Este é meu terceiro ano no Festival Internacional de Criatividade Cannes Lions. Em 2024, vim como jurado; este ano, como palestrante.
Posso dizer que, sim, vimos uma pequena evolução. Criativos e criativas pretas ocupando espaços e corredores no festival como nunca antes. Vimos profissionais periféricos falando de criatividade com seus sotaques, com suas gírias, com orgulho.
Destaque para a dupla Bia Lopes e Thiago Costa, da Quintal, que trouxeram a gambiarra brasileira como tecnologia e não como improviso.
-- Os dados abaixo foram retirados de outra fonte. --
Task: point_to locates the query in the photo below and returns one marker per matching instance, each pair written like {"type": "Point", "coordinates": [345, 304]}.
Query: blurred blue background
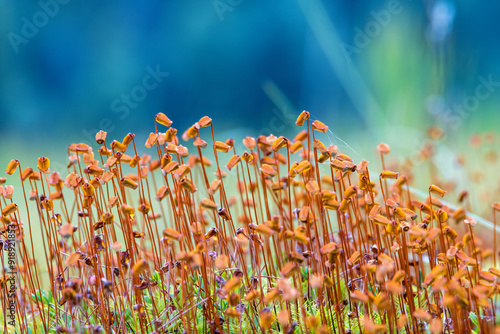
{"type": "Point", "coordinates": [372, 70]}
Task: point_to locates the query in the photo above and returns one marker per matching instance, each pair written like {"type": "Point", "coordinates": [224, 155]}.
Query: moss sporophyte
{"type": "Point", "coordinates": [289, 235]}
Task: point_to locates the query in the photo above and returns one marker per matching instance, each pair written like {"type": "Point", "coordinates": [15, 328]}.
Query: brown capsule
{"type": "Point", "coordinates": [386, 174]}
{"type": "Point", "coordinates": [339, 165]}
{"type": "Point", "coordinates": [162, 119]}
{"type": "Point", "coordinates": [117, 146]}
{"type": "Point", "coordinates": [172, 234]}
{"type": "Point", "coordinates": [303, 167]}
{"type": "Point", "coordinates": [88, 189]}
{"type": "Point", "coordinates": [128, 183]}
{"type": "Point", "coordinates": [279, 143]}
{"type": "Point", "coordinates": [436, 190]}
{"type": "Point", "coordinates": [43, 164]}
{"type": "Point", "coordinates": [295, 147]}
{"type": "Point", "coordinates": [223, 147]}
{"type": "Point", "coordinates": [100, 137]}
{"type": "Point", "coordinates": [162, 192]}
{"type": "Point", "coordinates": [152, 138]}
{"type": "Point", "coordinates": [351, 191]}
{"type": "Point", "coordinates": [319, 126]}
{"type": "Point", "coordinates": [302, 118]}
{"type": "Point", "coordinates": [312, 187]}
{"type": "Point", "coordinates": [235, 159]}
{"type": "Point", "coordinates": [12, 166]}
{"type": "Point", "coordinates": [205, 121]}
{"type": "Point", "coordinates": [9, 209]}
{"type": "Point", "coordinates": [137, 234]}
{"type": "Point", "coordinates": [140, 267]}
{"type": "Point", "coordinates": [208, 204]}
{"type": "Point", "coordinates": [384, 148]}
{"type": "Point", "coordinates": [268, 170]}
{"type": "Point", "coordinates": [188, 185]}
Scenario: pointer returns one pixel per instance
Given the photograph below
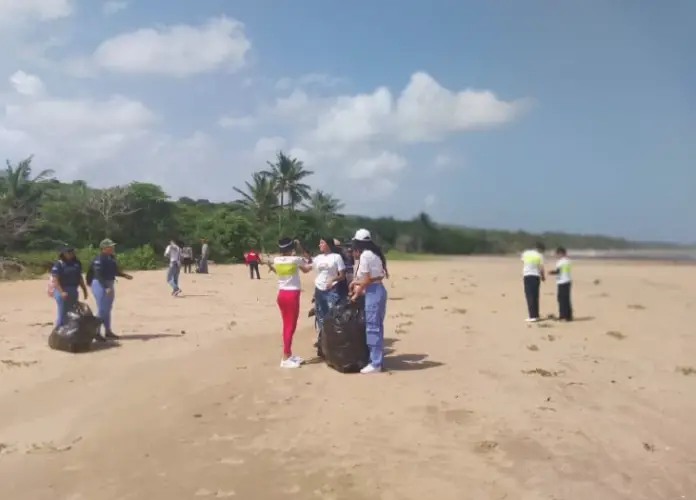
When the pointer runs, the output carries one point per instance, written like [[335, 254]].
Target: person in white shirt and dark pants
[[370, 272], [173, 253]]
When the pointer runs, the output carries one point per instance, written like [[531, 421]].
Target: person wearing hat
[[287, 267], [66, 278], [102, 274], [368, 282]]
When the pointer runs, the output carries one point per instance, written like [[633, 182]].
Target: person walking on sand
[[287, 267], [368, 282], [187, 258], [533, 274], [253, 259], [173, 253], [205, 253], [101, 276], [66, 278], [563, 285]]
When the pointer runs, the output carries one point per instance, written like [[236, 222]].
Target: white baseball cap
[[362, 235]]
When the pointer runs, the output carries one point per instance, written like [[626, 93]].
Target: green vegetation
[[38, 213]]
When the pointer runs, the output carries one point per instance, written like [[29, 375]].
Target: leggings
[[105, 301], [289, 305]]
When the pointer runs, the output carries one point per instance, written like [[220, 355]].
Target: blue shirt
[[68, 272], [105, 267]]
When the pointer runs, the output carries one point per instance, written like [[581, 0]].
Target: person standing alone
[[533, 274], [252, 259], [563, 283], [173, 253]]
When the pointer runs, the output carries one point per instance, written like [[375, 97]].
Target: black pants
[[565, 309], [254, 268], [187, 265], [531, 293]]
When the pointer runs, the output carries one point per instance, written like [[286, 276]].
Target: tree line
[[39, 213]]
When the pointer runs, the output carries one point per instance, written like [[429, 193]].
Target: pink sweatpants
[[289, 305]]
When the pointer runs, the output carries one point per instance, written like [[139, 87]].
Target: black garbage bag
[[78, 332], [342, 340]]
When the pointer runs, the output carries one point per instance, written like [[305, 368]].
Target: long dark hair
[[362, 245]]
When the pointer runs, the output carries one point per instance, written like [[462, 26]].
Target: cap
[[106, 243], [362, 235]]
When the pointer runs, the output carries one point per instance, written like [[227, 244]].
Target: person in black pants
[[533, 274], [563, 283]]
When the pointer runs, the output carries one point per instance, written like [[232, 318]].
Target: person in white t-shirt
[[330, 270], [173, 253], [287, 267], [369, 275], [533, 274]]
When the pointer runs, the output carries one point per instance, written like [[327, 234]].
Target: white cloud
[[113, 7], [26, 84], [28, 10], [179, 50]]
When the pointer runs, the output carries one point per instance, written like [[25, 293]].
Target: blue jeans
[[375, 311], [323, 301], [65, 304], [173, 275], [105, 301]]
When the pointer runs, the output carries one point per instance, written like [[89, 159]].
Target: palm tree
[[287, 174], [324, 208], [259, 200]]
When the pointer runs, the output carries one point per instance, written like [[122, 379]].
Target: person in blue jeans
[[369, 274], [66, 274], [101, 276]]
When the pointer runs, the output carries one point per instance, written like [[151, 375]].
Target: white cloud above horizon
[[101, 135]]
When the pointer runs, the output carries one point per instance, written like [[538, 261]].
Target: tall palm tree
[[259, 198], [288, 174]]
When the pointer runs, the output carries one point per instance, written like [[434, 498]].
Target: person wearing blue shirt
[[66, 274], [102, 275]]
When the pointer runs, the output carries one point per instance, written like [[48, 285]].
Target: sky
[[535, 115]]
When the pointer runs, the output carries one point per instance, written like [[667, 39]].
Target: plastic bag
[[78, 332], [342, 340]]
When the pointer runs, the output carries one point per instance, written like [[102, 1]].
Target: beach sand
[[476, 403]]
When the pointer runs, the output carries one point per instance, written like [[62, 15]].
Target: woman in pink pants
[[287, 267]]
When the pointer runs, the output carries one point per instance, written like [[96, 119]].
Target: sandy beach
[[476, 404]]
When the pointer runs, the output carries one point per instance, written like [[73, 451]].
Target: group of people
[[534, 272], [335, 279]]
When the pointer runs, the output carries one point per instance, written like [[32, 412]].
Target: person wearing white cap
[[369, 274]]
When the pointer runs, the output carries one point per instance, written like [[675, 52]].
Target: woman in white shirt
[[287, 267], [330, 270], [368, 281]]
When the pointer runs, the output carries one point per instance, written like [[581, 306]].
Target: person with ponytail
[[287, 267], [370, 273]]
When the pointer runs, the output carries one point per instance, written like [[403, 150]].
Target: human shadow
[[148, 336], [409, 362]]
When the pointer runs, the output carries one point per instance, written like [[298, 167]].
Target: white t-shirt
[[533, 260], [287, 269], [327, 266], [563, 268], [370, 265], [174, 254]]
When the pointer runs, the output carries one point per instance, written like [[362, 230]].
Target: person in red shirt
[[253, 259]]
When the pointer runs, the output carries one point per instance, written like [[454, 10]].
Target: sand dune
[[476, 404]]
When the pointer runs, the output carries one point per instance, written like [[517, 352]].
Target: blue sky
[[540, 115]]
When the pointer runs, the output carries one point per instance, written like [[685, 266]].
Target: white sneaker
[[371, 369], [289, 363]]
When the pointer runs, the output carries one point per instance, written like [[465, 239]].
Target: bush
[[137, 259]]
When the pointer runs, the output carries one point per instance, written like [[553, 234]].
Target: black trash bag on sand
[[342, 340], [76, 335]]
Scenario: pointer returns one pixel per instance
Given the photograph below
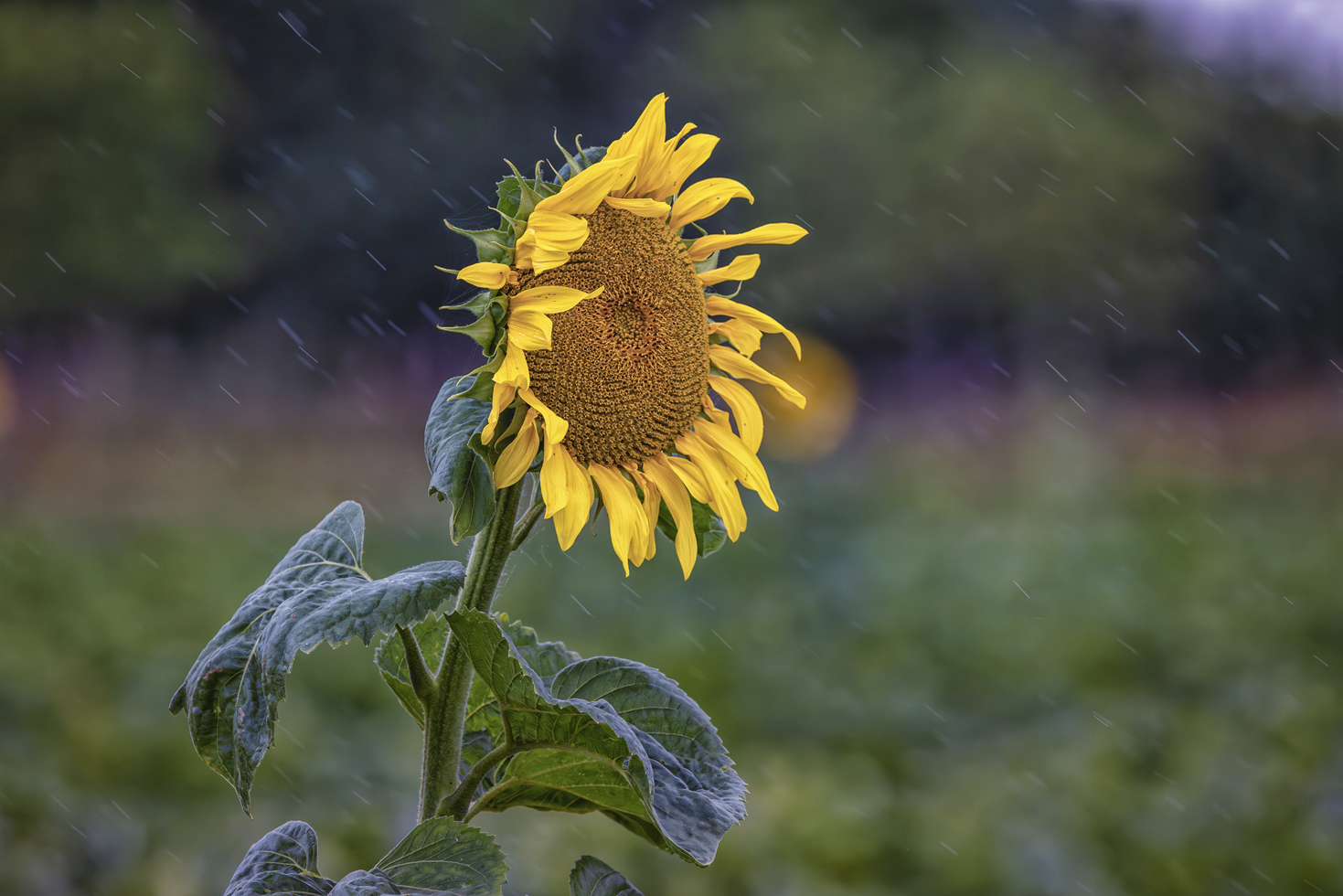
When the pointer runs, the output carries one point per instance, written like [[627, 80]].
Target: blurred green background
[[1050, 604]]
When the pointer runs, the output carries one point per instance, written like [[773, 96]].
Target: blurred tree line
[[979, 176]]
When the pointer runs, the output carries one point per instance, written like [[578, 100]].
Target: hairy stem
[[460, 801], [446, 713]]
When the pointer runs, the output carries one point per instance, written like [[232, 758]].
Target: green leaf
[[709, 534], [594, 878], [609, 735], [475, 305], [481, 331], [389, 658], [490, 245], [282, 861], [589, 157], [443, 856], [320, 592], [457, 473]]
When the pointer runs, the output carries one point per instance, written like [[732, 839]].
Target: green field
[[1160, 715]]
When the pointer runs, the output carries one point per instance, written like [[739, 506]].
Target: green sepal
[[708, 263], [709, 534], [475, 305], [490, 245], [594, 878], [586, 159], [483, 331]]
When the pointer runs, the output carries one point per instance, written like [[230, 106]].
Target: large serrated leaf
[[446, 858], [282, 861], [320, 592], [594, 878], [441, 858], [607, 735], [458, 473]]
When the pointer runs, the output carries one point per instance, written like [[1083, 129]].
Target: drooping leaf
[[594, 878], [607, 735], [366, 883], [446, 858], [458, 473], [282, 861], [320, 592], [709, 534], [441, 858]]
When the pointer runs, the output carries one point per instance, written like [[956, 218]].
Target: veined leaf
[[441, 858], [444, 856], [607, 735], [282, 861], [457, 473], [320, 592], [594, 878]]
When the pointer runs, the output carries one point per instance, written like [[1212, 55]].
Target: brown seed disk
[[627, 368]]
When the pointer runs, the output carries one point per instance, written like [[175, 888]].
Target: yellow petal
[[687, 156], [645, 143], [661, 475], [503, 398], [741, 268], [744, 410], [555, 484], [581, 192], [549, 240], [741, 463], [578, 504], [781, 234], [487, 274], [530, 331], [622, 509], [641, 208], [690, 477], [744, 368], [723, 493], [721, 305], [556, 427], [520, 453], [705, 197], [744, 337], [513, 369], [549, 300]]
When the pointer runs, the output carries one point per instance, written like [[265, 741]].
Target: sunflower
[[607, 343]]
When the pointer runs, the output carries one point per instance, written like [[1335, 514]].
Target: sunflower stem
[[444, 718]]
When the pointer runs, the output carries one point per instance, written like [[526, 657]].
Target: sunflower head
[[613, 363]]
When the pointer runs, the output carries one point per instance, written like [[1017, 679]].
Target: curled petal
[[660, 473], [503, 397], [520, 453], [578, 504], [687, 156], [624, 511], [725, 306], [744, 368], [744, 410], [741, 268], [781, 234], [705, 197], [487, 274], [641, 208], [556, 427], [581, 192], [744, 337]]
Mas mesmo com essa presença aumentando, por trás dos cases aclamados, a favela, a dor negra e a luta antirracista continuam sendo usadas como matéria-prima e pano de fundo para campanhas premiadas.
Quantas vezes a pele preta serviu apenas de paleta estética? Quantas vezes a favela virou insight, sem virar contrato, sem virar uma oportunidade concreta – e o principal: sem impactar a vida de quem realmente precisa?
O que as agências e marcas que ganharam prêmios com campanhas sobre racismo estrutural, genocídio da juventude preta, desigualdade e exclusão fizeram depois de subir no palco? Contrataram mais profissionais pretos? Investiram de verdade em territórios periféricos? Continuaram o diálogo, ou deixaram a luta na estante junto com o troféu?

Quero deixar claro que é fundamental que agências e marcas continuem pensando e falando sobre essas causas. Mas, quando forem falar, criar ou levantar os decks e cases, pensem no antes, no durante e principalmente no pós reconhecimento de Cannes.
Até porque só o reconhecimento não paga as contas. O que precisamos é transformar de verdade o mercado e fazer com que as mãos que levantem os próximos Leões mudem de cor.